WMI held its Fifth Annual Potluck Dinner on Sunday, April 28th at the Carderock Club house in Bethesda, MD. With over 100 supporters in attendance the room was packed to capacity.  potluck The crowd was treated to the new 14 minute new video about the WMI program called Small Loan, Big Change, which was filmed by Erin Kelly (U-Mich '10) on location in Buyobo, Uganda during the summer of 2011. It captured beautifully the way the loan program is transforming the lives and communities of poor rural women in East Africa. The narrators of the video were WMI's Director and Assistant Director in east Africa, Olive Wolimbwa and jackline Namonye. Their special leadership qualities lit up the screen. Watching them and the other members of WMI's fabulous East Africa team in action helped viewers understand why the loan program has been so successful. We hope to have the video posted on the WMI web site in the near future.

 

WMI's President, Robyn Nietert, talked about WMI's triple bottom line. First, the loan program gets capital into the hands of impoverished women so that they can start businesses and it provides them with the training that they need to help make those businesses a success. Secondly, it builds the human capacity of the women-focused, Community Based Organizations (CBO) that WMI partners with to operate the loan programs at the village level. These CBOs eve love into a resource for the entire community and can help families access the goods and services they want and need to improve their household living standards. Lastly, the WMI loan program is bringing about structural change in the way banks deal with poor, rural women. In essence, WMI has engineered itself into the financial service value chain on the ground - networking village-level CBOs and local banks in a new configuration that had not been considered - and one that has resulted in benefits to its partners, its borrowers, and the greater community. It is a simple and flexible operating model that delivers a large and multi-faceted impact.

 

WMI was very fortunate to have on-hand numerous colleagues who had recently visited various loan hub locations. Bonnie Norman from WMI funding partner Chevy Chase Presbyterian Church, talked about the businesses launched by the women in one of WMI's newest loan hubs, Shikokho, Kenya. Andrea Sedlock talked about how her organization, WMI funding partner Mpambarra Cox Foundation, combines the loan program with its educational outreach to village children in the Kabale, Uganda hub. Noah Martin from Walt Whitman high School gave the audience a brief on internship activities in Buyobo, while June Kyakobye talked about how the women's self-confidence has soared in Buyobo since the loan program started.   Ainsley Morris and Montana Stevenson visited all of the loan hubs during their 9-month tenure as WMI's Project Directors last year and their affirmed how the loan program is improving household living standards for village families.

 
The evening raised nearly $10,000 for the WMI loan program. This generosity and outpouring of ideas for additional funding sources was greatly appreciated. Thank you to everyone who helped make the evening such a success - especially to Kathy Staudaher and Sally Kelly who were the masterful organizers of the event.

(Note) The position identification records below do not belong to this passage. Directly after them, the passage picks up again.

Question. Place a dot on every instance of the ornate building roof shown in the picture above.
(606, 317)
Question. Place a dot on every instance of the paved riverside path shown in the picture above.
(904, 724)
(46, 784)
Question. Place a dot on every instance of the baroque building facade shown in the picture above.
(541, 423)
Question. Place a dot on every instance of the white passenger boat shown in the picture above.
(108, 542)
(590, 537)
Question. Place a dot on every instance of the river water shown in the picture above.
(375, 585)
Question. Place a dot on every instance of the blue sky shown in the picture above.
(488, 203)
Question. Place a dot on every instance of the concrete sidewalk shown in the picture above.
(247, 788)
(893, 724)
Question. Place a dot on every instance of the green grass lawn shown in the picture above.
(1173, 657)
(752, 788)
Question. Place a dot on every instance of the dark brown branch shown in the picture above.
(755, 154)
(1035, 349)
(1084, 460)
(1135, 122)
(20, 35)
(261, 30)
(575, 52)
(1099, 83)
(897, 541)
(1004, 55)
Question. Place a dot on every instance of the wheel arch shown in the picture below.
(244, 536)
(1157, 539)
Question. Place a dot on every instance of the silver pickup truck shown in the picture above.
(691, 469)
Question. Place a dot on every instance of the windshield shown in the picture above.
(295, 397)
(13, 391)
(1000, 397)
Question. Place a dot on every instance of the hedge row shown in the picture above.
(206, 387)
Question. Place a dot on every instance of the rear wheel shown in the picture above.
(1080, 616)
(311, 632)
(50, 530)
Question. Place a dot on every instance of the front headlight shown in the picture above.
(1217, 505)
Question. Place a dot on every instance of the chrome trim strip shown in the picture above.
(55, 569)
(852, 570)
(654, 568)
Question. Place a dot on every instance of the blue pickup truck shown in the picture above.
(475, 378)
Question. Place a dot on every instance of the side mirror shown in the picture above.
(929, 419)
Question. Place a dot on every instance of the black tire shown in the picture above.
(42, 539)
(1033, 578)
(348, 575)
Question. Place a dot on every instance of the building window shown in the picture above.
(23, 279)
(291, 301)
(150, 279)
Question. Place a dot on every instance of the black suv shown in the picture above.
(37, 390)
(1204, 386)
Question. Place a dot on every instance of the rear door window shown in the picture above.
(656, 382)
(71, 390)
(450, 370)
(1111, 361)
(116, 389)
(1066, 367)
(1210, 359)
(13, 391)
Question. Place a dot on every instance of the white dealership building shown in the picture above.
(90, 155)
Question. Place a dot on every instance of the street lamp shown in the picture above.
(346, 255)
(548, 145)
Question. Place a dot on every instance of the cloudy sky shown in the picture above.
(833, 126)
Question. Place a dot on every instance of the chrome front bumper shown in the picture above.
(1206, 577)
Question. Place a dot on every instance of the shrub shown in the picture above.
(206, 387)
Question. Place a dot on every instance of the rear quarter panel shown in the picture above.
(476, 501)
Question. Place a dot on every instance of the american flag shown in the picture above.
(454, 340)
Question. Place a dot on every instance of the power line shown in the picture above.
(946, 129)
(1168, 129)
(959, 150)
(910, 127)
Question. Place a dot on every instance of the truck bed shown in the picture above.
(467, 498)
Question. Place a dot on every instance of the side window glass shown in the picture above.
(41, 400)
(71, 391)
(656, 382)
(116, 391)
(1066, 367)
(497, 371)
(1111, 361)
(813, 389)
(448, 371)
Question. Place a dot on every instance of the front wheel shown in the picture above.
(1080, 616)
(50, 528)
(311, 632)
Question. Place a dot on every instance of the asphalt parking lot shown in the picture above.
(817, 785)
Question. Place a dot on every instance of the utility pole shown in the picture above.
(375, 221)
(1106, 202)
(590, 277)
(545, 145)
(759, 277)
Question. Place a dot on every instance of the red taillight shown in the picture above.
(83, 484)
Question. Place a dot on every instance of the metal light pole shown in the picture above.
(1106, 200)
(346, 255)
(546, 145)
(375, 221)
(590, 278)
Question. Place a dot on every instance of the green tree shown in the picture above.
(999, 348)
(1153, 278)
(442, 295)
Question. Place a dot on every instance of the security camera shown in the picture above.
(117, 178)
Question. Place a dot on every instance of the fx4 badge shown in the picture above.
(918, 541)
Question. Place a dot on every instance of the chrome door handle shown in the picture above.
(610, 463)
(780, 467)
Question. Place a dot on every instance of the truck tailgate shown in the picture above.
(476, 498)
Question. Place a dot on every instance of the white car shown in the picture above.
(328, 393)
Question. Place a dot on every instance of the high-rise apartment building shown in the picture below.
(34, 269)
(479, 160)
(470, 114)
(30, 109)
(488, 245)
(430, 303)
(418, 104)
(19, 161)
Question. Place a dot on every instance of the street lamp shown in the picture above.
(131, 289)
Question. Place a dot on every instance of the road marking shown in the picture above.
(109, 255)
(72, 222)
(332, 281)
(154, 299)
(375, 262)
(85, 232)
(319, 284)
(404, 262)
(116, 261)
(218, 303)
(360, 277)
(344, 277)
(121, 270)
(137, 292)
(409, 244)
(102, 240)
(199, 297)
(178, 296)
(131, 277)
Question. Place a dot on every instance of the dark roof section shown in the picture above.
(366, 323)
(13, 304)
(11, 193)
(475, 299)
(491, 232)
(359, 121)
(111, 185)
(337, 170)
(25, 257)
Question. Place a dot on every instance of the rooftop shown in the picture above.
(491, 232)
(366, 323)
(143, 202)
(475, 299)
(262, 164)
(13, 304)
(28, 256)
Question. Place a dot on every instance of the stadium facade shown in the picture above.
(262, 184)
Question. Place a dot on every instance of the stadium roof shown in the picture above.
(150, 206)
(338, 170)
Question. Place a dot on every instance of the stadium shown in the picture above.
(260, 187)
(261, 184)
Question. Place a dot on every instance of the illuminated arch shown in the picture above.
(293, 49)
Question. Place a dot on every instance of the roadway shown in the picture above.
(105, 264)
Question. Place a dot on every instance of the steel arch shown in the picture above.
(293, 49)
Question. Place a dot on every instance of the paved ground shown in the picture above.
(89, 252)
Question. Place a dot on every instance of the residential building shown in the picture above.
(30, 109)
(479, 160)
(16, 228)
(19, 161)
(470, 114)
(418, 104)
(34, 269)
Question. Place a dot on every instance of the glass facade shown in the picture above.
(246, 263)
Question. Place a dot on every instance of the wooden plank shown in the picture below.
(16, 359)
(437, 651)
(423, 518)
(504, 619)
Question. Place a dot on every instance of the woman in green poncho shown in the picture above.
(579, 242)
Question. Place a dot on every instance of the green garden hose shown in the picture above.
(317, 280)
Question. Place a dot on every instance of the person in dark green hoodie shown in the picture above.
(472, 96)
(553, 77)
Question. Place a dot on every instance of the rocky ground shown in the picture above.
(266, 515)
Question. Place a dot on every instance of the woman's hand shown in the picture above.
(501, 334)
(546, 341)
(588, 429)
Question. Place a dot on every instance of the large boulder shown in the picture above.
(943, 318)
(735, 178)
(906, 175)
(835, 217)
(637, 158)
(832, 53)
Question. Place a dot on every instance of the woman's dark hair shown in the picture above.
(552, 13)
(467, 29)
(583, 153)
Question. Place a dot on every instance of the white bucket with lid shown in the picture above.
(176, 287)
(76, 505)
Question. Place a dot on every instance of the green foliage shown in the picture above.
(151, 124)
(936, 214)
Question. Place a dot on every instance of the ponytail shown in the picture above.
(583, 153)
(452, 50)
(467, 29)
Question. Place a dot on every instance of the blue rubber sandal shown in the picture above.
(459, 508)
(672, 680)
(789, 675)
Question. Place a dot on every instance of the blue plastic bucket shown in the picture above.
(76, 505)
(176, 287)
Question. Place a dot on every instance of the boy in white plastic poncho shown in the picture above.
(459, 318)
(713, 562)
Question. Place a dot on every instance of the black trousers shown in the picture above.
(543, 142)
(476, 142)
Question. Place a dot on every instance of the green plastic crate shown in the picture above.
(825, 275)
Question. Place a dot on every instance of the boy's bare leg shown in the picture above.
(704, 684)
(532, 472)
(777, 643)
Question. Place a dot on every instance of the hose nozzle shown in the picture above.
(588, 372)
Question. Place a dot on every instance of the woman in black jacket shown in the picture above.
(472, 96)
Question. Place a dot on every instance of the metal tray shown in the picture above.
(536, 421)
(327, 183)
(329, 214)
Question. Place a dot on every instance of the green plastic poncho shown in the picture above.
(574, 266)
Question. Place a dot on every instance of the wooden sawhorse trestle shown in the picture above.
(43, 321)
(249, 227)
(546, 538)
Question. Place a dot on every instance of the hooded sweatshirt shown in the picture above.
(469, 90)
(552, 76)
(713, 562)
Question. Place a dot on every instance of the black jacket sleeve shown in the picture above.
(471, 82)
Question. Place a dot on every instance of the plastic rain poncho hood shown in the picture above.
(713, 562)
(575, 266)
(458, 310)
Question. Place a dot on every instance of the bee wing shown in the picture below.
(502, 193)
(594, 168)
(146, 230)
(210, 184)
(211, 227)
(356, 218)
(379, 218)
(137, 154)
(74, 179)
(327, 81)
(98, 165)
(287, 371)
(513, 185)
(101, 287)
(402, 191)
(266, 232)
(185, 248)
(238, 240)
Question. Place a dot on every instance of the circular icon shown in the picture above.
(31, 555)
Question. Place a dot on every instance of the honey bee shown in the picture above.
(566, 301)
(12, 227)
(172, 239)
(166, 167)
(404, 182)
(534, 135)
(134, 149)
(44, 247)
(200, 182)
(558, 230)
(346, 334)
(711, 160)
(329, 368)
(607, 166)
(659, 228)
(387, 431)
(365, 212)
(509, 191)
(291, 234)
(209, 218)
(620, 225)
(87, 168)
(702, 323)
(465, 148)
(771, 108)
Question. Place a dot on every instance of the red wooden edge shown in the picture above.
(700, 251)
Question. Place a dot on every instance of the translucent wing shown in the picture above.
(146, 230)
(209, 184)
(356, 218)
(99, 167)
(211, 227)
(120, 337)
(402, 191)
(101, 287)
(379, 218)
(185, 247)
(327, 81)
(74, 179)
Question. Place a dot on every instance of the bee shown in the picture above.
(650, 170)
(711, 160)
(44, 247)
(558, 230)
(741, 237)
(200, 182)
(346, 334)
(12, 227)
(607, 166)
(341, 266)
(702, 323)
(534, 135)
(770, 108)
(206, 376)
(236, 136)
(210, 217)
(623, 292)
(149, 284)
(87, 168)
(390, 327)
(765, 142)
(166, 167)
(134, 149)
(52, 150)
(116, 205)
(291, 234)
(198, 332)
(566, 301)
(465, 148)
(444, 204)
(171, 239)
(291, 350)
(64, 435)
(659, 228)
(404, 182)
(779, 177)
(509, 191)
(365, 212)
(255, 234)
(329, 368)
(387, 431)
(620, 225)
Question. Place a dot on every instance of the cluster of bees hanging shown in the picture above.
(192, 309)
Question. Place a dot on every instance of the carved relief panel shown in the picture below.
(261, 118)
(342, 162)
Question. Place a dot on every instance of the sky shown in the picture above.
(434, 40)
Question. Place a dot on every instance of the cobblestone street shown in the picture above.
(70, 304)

 WMI 500 and WMI Giving Groups

 

Two special ways to support WMI were emphasized at the Potluck.  The WMI 500 is a group of over 60 women who have committed to support the organization at the level of at least $250 per year for two years. These contributions help allow WMI to continue to expand loan program.  The giving format allows WMI to have a dependable cash flow for budgeting purposes.  Each fall WMI holds a cocktail party for WMI 500 members at a board member's home.  This event allows members to socialize and chat about WMI's plans and progress in a more casual setting.  If you would like to join the WMI 500 we would love to have to you!  Please email Kathy Staudaher at: staudaher@verizon.net.

The WMI GIVING GROUP idea was started last fall by Donna Boxer of Chevy Chase, MD.  It is a group of five plus women here in the US who wants to sponsor a loan group of 20 women from first loan to independent banking, which requires $12,700 over a period of 36 months.  This sum covers the costs of the loans, training and support, and guarantee deposits that WMI pays banks to secure transition to independent banking.  Each of the first three years a group donates $3,500.  At the end of the third year the final contribution diminishes to $2,200.  Members of a giving group receive regular updates, photos and reports about a new group's performance.  Giving groups fund the annual donation commitments in a number of different ways:

  • Each member can write a check;
  • Hosting  a "Party for a Purpose" -  inviting friends to learn about WMI and view WMI YouTube videos, then asking for donations;
  • Collect and bundle donations from friends and family.  Doing this to honor a woman in your life for a milestone birthday or Mother's Day can be very meaningful;
  • Sponsoring a community fundraiser:  e.g., bake sale, run/walk or tag/book sale event; 
  • Starting a "dinner club" or "women's happy hour" to meet on a regular basis.  The group meets at someone's home and participants donate money they would spend at a restaurant to WMI instead.   It's a great excuse for getting together with friends!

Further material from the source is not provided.